Firstly in May 2017, with industry participants including Siemens, HSBC, Samsung, and Thomson Reuters. The two challenges from the defence and security programme were focussed around machine learning for location prediction, and methodologies for analysis of a cyber-attack. Read our blog piece from one of the researchers involved.
And secondly in December 2017, where Dstl led a challenge for researchers to use machine-learning to help improve code quality analysis tools. Read the blog by Dstl representative John and piece on the Government website to find out more.
A series of scientific reports generated by the groups will be published soon.
House of Lords Select Committee on Artificial Intelligence
Defence and Security Programme Director, Mark Briers, was invited to speak to the House of Lords Select Committee on AI on 27 November 2017, during the first panel of a session entitled ‘What are the dangers of artificial intelligence?’.

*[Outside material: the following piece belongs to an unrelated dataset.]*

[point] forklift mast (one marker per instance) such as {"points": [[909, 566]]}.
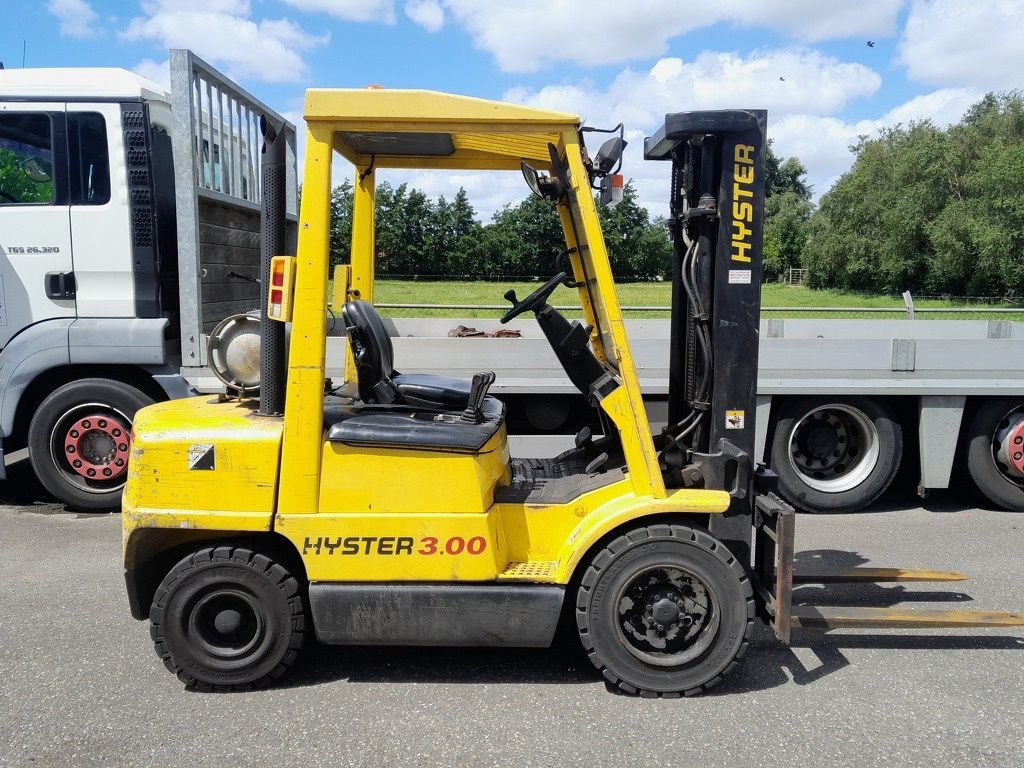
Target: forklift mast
{"points": [[717, 206]]}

Questions were around the UK’s capability to protect against the impact of AI on cyber security, and whether the law is sufficient to prosecute those who misuse AI for criminal purposes. The other panel member was Professor Christopher Hankin, Director, Institute for Security Science and Technology, Imperial College London.
Short-term projects aim to demonstrate immediate, meaningful impact
An announcement was made that the programme’s long-term work has been bolstered by a number of shorter, strategically important projects supported by funding from GCHQ. Each up to six months in duration, these projects aim to demonstrate immediate, meaningful impact, and address the key challenges that frame the defence and security programme.

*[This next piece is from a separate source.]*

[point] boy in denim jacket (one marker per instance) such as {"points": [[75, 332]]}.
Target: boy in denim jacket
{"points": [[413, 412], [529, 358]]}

The projects are focusing on a diverse range of applications including understanding hacker communities, adversarial machine learning, encryption, modelling of civil conflict, topological data analysis, and utilising game theory in cyber security. The projects are expected to yield academic impact through publications, and real-world impact through software, which will be released for use and further development.
The Manufacturer, the UK’s premier industry publication for providing manufacturing news, articles, and insights, published an article about the announcement.
Mapping conflict data to explain, predict, and prevent violence
Work produced by Turing Fellow Dr Weisi Guo is aiming to understand the mechanics that cause conflict and identify multi-scale population areas that are at risk of conflict. The research utilises the latest developments in complex networks and spatial interaction theory to model the effect of multiplexed regional-global interactions.
Findings have shown that ‘crossroad’ towns and cities where there are few other routes correlate strongly with data on violence; including terrorism, war between states, and gang violence. The work is building an evidence base which aims to help sustainable global development of infrastructure in order to reduce conflict.
Dr Guo was interviewed by BBC News about his work, the article going into depth about the potential ramifications of the work and the role of the Turing in the research.
Retool AI to forecast and limit wars
Turing Fellow Dr Weisi Guo and Director of Special Projects Sir Alan Wilson have written a comment piece for Nature, explaining how using artificial intelligence to predict outbursts of violence and probe their causes could save lives.
The piece details existing research being conducted into the forecasting of conflict, including the work of Guo and Wilson at the Turing. The piece identifies three things that will improve conflict forecasting: new machine-learning techniques; more information about the wider causes of conflicts and their resolution; and theoretical models that better reflect the complexity of social interactions and human decision-making. The piece goes on to propose that an international consortium be set up to develop formal methods to model the steps society takes to wage war.